Alisol A is potentially therapeutic in human breast cancer cells.

Recent developments in breast cancer therapy have significantly improved patient survival rate; however, recurrence remains a major problem. Systemic treatment of breast cancer with available therapies is not curative. Natural products can be potentially used for treating cancer. Recently, a wide range of pharmacological activities has been reported for Alismatis Rhizoma, a popular traditional Chinese medicine. However, the mechanisms via which its compounds act on breast cancer remain unclear. The present study aimed to investigate the potential of natural therapeutic agents from Alismatis Rhizoma for treating breast cancer. Human breast cancer MDA‑MB‑231 cells were treated with four main protostane triterpenes from Alismatis Rhizoma, including alisol A, alisol A 24‑acetate, alisol B and alisol B 23‑acetate.
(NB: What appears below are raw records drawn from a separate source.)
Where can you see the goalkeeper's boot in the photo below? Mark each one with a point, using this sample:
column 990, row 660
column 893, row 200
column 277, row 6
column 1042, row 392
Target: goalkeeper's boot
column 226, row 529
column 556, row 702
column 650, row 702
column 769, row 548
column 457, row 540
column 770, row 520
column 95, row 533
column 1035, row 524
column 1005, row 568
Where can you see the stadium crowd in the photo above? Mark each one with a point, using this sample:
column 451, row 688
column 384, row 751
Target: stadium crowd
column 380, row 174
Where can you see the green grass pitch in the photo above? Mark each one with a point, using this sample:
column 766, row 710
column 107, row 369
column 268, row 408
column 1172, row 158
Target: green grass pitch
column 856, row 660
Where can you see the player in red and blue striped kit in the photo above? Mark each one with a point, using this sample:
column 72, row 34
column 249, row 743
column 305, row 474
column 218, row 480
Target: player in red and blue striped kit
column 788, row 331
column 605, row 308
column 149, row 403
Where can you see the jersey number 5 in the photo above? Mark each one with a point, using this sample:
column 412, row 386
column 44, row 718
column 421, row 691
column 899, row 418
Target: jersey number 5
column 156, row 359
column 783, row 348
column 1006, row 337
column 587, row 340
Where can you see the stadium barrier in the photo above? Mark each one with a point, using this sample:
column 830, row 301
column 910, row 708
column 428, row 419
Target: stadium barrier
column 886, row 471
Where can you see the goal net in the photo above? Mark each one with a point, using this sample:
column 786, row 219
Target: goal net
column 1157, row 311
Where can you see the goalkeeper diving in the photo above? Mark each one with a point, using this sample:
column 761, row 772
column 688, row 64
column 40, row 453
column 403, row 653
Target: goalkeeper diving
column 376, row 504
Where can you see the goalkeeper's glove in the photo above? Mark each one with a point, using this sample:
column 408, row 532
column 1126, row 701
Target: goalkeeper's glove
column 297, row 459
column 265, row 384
Among these, alisol A significantly inhibited cell viability. Alisol A induced cell apoptosis, G1 phase cell cycle arrest, autophagy, and intracellular reactive oxygen species (ROS) generation in MDA‑MB‑231 cells. The number of APE1‑/γH2AX‑/LC3‑II positive cells was also significantly higher compared with that of negative control cells. All these results were dose‑dependent. Cleaved caspase‑3, cleaved caspase 9, Bcl‑2, and p‑p38 expression indicated cell apoptosis after alisol A treatment. The changes in cyclin A and cyclin D1 expression was associated with cell cycle arrest upon alisol A treatment. Furthermore, LC3‑II expression upon alisol A treatment was indicative of autophagy. Alisol A treatment can induce autophagy‑dependent apoptosis in human breast cancer cells via induction of ROS and DNA damage. Thus, Alisol A might serve as a new therapeutic agent against breast cancer.